A empresa irlandesa disse ainda que as restrições de capacidade do setor, combinadas com a sua crescente vantagem de custos, balanço sólido, carteira de encomendas de aeronaves de baixo custo (e com baixo consumo de combustível) e resiliência operacional líder do setor, acreditamos que facilitarão o crescimento sustentável e rentável da Ryanair para mais de 300 milhões de passageiros por ano até ao ano fiscal de 2034.
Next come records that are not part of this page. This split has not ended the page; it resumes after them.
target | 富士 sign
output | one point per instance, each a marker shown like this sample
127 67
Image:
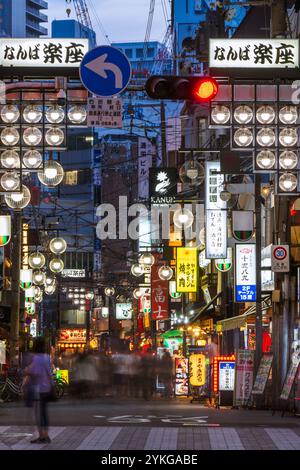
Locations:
254 53
187 270
38 52
245 272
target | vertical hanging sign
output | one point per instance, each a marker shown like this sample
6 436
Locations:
245 272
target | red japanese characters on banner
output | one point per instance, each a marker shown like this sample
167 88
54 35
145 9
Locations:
159 296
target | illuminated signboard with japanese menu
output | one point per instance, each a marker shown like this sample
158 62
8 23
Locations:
245 273
187 270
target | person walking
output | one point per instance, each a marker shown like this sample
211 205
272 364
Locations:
39 373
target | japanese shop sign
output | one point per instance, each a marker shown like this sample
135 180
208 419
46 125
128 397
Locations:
213 186
244 376
216 234
181 376
254 53
159 295
124 311
42 52
187 270
72 336
262 374
105 112
280 259
245 273
197 370
226 375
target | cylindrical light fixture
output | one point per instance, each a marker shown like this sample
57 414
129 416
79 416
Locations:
243 137
243 114
265 114
18 200
220 114
52 175
10 136
137 270
183 218
36 260
165 273
10 159
57 245
10 113
56 265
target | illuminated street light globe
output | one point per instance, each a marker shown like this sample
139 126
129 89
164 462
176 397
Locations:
288 182
10 136
58 245
109 291
10 113
10 159
77 114
52 175
10 181
288 160
54 136
32 136
55 114
192 173
36 260
183 218
18 200
243 114
266 160
243 137
288 115
265 114
288 137
220 114
165 273
137 270
38 277
56 265
32 114
138 294
32 159
147 259
265 137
Durante o primeiro trimestre, o Grupo registou um recorde de 91% de satisfação do cliente (CSAT) (um aumento de 2 pontos percentuais em relação ao ano anterior). O investimento contínuo em novas tecnologias e resiliência operacional, aliado a metas ambiciosas de SAF (Combustíveis Sustentáveis), faz da Ryanair uma das companhias aéreas mais eficientes em termos ambientais da Europa. Este Verão, o Grupo está a operar 210 aviões Gamechanger (mais 4% de lugares, menos 16% de combustível) e os preparativos estão bem encaminhados para os primeiros MAX10 no quarto trimestre (mais 20% de lugares e 20% de combustível). Também concluiremos o programa de retrofit de winglets em toda a nossa frota de B737NG (menos 1,5% de consumo de combustível e menos 6% de ruído) este inverno.

Em termos de perspetivas, a Ryanair referiu que o tráfego para o ano fiscal de 2027 continua no bom caminho para crescer 4%, para 216 milhões de passageiros (1º semestre +6% e 2º semestre +2%). O custo unitário continua a expandir-se. O combustível de aviação está 80% protegido por cobertura até março de 2027 a cerca de 67 dólares por barril, protegendo os lucros da volatilidade do preço do petróleo e ajudando a compensar um aumento de 300 milhões de euros nos impostos ambientais da UE, aumentos significativos nos salários da tripulação ao abrigo de novos acordos coletivos plurianuais e uma maior manutenção.

Os custos unitários finais do ano fiscal de 2027 dependerão do preço do combustível de aviação não protegido (20%) durante os restantes 3 trimestres. Embora os volumes da temporada de 2026 sejam fortes, a janela de reservas continua mais próxima do que no ano passado, o que reduz ainda mais a visibilidade. Apesar de um ligeiro aumento recente dos volumes e de um menor estímulo dos preços, os preços do segundo trimestre estão a apresentar uma ligeira tendência de descida (ano a ano) e o resultado final das tarifas do primeiro semestre depende fortemente da força das reservas de última hora em agosto e setembro. Como é normal nesta altura do ano, não temos qualquer visibilidade para o segundo semestre, pelo que ainda é muito cedo para fornecer qualquer previsão significativa de lucro líquido para o ano fiscal de 2027.

A empresa de aviação disse ainda que o resultado líquido final para o ano fiscal de 2027 continua altamente sensível a desenvolvimentos externos adversos, incluindo a escalada de conflitos no Médio Oriente e na Ucrânia, o preço do combustível de aviação não protegido, choques macroeconómicos e a continuidade das greves e da má gestão dos controladores de tráfego aéreo na Europa.